After exams were cancelled due to the coronavirus pandemic, results were calculated by an algorithm based on teacher predictions and moderated according to factors such as the performance of a school and pupils’ previous attainment.

Sir Keir called on ministers to follow the example of the Scottish government, which announced on Tuesday that almost 75,000 secondary school pupils would have their results upgraded to teachers’ estimates of how they would have performed if they had sat exams.

“The unprecedented and chaotic circumstances created by the UK government’s mishandling of education during recent months mean that a return to teacher assessments is now the best option available,” Sir Keir said. “No young person should be at a detriment due to government incompetence.
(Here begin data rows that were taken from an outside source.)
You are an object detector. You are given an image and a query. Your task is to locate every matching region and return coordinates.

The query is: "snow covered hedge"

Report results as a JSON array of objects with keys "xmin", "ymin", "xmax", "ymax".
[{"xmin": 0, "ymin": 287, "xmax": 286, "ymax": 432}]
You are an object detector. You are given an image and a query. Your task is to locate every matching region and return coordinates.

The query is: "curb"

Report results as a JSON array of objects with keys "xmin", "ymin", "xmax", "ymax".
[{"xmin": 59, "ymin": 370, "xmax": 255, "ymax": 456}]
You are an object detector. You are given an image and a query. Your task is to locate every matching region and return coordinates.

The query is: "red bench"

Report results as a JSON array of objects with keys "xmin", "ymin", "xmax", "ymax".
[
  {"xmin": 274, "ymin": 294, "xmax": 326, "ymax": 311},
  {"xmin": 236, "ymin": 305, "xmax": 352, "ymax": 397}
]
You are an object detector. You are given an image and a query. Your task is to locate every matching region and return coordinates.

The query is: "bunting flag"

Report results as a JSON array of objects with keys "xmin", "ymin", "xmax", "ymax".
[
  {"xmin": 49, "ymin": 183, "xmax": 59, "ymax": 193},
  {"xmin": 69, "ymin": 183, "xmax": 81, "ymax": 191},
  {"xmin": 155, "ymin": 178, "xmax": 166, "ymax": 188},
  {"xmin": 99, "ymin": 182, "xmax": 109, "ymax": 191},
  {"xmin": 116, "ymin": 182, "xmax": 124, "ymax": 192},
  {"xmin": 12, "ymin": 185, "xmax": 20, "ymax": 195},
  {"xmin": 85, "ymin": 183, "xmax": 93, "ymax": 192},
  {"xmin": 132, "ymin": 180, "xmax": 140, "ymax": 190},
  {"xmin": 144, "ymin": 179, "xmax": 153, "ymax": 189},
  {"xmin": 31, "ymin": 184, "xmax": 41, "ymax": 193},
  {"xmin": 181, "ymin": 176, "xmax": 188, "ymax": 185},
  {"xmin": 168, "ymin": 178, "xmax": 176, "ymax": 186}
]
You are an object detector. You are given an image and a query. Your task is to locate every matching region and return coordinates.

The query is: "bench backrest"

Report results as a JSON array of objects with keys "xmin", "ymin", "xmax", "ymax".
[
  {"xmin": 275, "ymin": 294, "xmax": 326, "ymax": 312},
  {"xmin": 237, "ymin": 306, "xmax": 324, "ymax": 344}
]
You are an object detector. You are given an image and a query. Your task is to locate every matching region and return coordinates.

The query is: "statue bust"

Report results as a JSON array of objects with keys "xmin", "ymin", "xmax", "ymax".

“Time is running out. We need action in days, not weeks. That also means an urgent technical review of the standardisation model ahead of GCSE results next week. We need to end this fiasco.”

The National Education Union, which represents teachers, has also called for England to follow the lead of ministers in Scotland.

“The Scottish government realised it had made a mistake, apologised and promised to put it right. Gavin Williamson has apologised and promised to put things right, but his solution causes more problems than it solves,” Mary Bousted, joint general secretary of the NEU said.

“We are now, at the eleventh hour, dealing with a crisis which should never have arisen. The only solution is to award students the grades their teachers — who know them better than any computer data prediction — think they would have achieved.”

Sir Keir accused schools minister Nick Gibb of “grossly misleading” students after he suggested earlier this week that any downgrades “will be by just one grade”.

Ofqual data revealed 39 per cent of all A-level results in England — about 280,000 — were adjusted downwards from teachers’ predictions. The vast majority were reduced by a single grade, but 3.5 per cent were cut by two or more.

Think-tanks warned that it appeared pupils from disadvantaged backgrounds had been worst-hit. But the prime minister Boris Johnson defended the system on Thursday, insisting it had been designed to prevent unwarranted grade inflation.

Ofqual has said if grades submitted by teachers were accepted without moderation, overall grades would have increased 12 per cent compared to the previous year.

Sir Chris Husbands, vice-president of Sheffield Hallam University, expressed support for the Scottish government’s approach of adopting predicted grades.

“The government seems to have decided the worst thing that could happen this year was that some students who should have got a B would get an A”, he said.

“In the middle of a pandemic — a plague year — work out what you’re worried about. If as a result of these grades there are large numbers of students who aren’t getting a university place — what are they going to do?”